La mano helada seguía en torno a su corazón, para gran sorpresa de Guidi, y sus palabras como gotas se esforzaban por seguir brotando.
– Era la única forma de asegurarse.
Con un movimiento exagerado, el joven sacó su pistola y la amartilló.
– Nos rogó que no lo matáramos, pero seguimos disparando.
– ¿Que les rogó? -No, Bora no. Bora no. De pronto Guidi descubrió la mentira y, aunque la pistola seguía apuntándole, sintió ganas de reír de alivio y rabia por sentirse aliviado-. Espero que lo remataran con un tiro en la cabeza.
– Sí, justo en la cabeza.
– ¿Por qué le cuentas esa patraña?
Guidi no se movió, aunque el arma amartillada osciló peligrosamente cuando el joven se volvió hacia la puerta, donde había aparecido su compañero.
– Sólo quería ver…
– ¿Qué querías ver, imbécil? ¿Y por qué no has cerrado la puerta? No le haga caso, inspector; no estaríamos aquí si hubiésemos acabado con ese hijo de puta.

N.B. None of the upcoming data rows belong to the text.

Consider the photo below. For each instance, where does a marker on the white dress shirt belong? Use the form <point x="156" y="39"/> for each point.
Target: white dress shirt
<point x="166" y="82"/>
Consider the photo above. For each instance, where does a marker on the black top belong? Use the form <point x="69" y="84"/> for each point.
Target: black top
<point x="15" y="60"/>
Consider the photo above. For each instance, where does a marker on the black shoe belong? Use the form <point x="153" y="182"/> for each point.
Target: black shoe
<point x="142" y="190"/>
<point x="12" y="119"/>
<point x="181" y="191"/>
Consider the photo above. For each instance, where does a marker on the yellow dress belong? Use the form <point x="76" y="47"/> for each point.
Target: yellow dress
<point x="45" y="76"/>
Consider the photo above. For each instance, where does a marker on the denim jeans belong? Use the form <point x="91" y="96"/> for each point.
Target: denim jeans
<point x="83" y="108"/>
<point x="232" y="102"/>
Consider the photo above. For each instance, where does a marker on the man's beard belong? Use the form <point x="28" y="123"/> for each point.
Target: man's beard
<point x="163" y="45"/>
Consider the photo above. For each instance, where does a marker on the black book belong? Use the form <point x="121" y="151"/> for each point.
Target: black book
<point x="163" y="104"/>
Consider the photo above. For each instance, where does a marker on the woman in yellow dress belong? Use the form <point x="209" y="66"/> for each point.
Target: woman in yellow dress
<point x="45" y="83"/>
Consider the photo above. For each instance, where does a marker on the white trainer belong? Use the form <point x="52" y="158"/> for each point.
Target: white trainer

Estaba en la ópera, sí, pero no pudimos acercarnos. Parece que se largan mañana, de modo que necesitamos que lo traiga aquí… no al parque, aquí. Una vez que nos lo hayamos cargado, no tendrá que preocuparse por el cadáver. Los alemanes se marchan a toda prisa para salvar la piel. -Con aire avergonzado el joven se levantó de la silla y el partisano calvo le dio la vuelta y se sentó-. Bueno, ¿a qué hora lo traerá?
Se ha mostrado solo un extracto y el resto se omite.